We left Bosnia on 2 December 1993, and it was, I mean, the snow was about a metre high, you know, three feet high and we went, we were taken to the airport, got on a plane, don’t really remember how the flight went, and then we were coming above the UK, and as soon as we started going down, I thought wow, everything is green. Where is the snow? And that was the first it sort of hit me what the weather in UK is about.
Yes, it happened. And people think ‘oh, it’s fine now.’ Well, to me, the only thing that’s happened, there’s no concentration camps, and the war has stopped. Still division exists; the country is divided, my town is in a part that’s occupied by Serbs. I see it as occupied because they rule. I remember first time when I went to visit, my home was still occupied. There was, you know, a family from another side of – another part of Bosnia. And that was again a weird feeling, you know. You can’t go to your home that your dad’s built from the ground up.

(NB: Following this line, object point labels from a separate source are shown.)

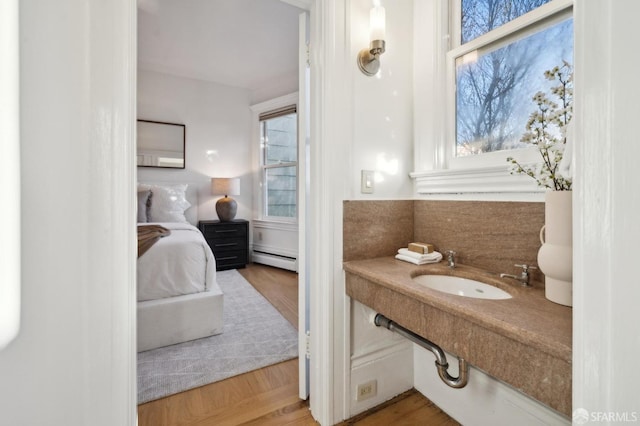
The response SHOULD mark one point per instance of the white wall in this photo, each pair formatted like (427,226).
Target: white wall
(218,134)
(73,360)
(383,142)
(382,104)
(606,231)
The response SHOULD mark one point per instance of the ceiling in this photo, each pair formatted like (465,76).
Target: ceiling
(240,43)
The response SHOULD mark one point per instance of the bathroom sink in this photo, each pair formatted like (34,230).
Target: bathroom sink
(461,287)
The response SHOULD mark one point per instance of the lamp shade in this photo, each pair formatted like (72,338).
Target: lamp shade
(225,186)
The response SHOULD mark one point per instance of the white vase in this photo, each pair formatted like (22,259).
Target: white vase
(555,257)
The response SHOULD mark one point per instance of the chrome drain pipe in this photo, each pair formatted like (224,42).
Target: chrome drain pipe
(441,359)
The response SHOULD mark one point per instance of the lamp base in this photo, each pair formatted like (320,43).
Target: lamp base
(226,208)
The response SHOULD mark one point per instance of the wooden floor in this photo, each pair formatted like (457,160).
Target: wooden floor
(269,396)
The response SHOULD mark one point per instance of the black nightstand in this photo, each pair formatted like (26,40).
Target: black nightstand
(229,242)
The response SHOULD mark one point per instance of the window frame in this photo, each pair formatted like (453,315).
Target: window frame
(261,197)
(438,170)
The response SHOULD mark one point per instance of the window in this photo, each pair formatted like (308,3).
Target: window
(497,76)
(279,151)
(493,64)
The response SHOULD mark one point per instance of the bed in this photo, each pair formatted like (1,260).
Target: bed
(178,296)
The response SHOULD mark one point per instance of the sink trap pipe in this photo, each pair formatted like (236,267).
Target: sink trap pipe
(441,359)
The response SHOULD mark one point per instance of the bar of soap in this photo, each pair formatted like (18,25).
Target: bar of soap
(422,248)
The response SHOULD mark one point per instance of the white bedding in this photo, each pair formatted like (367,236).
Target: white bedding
(179,264)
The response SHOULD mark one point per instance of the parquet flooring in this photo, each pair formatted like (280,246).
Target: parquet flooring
(269,396)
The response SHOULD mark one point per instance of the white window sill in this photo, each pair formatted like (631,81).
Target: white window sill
(496,179)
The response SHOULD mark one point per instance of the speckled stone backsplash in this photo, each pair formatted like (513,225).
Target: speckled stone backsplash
(486,234)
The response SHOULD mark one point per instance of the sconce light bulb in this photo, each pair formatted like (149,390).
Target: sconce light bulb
(377,25)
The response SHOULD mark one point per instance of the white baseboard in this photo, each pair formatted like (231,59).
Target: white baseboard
(275,260)
(390,367)
(484,401)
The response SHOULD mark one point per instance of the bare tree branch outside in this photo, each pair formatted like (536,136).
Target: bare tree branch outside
(493,92)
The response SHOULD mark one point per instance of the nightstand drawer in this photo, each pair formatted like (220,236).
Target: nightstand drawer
(227,244)
(231,259)
(223,231)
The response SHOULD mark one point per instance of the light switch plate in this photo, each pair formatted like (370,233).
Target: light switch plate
(367,182)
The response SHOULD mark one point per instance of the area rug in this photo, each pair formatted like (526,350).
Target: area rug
(255,335)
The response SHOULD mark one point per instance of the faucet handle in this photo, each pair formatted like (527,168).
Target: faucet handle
(525,267)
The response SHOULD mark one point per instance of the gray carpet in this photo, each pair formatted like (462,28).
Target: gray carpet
(255,335)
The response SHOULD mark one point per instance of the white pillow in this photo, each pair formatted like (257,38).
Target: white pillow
(168,202)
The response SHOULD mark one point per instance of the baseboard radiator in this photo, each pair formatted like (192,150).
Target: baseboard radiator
(275,260)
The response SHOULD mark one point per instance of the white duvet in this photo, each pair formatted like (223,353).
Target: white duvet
(179,264)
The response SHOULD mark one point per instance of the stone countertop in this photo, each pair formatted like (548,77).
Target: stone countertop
(528,317)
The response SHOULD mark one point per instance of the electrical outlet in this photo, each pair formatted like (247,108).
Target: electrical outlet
(367,390)
(367,181)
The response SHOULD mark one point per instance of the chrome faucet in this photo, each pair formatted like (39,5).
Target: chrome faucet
(524,277)
(451,259)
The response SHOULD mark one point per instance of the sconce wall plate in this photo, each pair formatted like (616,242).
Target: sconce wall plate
(369,59)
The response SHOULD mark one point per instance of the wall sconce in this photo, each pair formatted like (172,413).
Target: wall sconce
(226,207)
(369,58)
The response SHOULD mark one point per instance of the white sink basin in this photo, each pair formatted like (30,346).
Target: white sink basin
(461,287)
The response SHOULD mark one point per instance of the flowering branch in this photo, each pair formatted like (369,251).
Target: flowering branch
(546,129)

I was a victim of all this. I was an innocent person and people are victims of crime innocently, you know. Walking down the street, get beaten up, and it is helpful when you’ve got someone to understand where you’re coming from and to say, I understand you. I am here to try and help you. I’m here to listen to you. It means a lot. Sometimes you might not be able to change anything, but at least if I know that at least you understand, and you are in a way on my side, even though you’re not able to change anything physically, you are on my side, and I know, OK, there is hope. Not everyone’s the same.
Since recording this film, the people who were living in Safet’s family home have left, and Safet’s brother and two sisters have also been able to join him and his parents in the UK.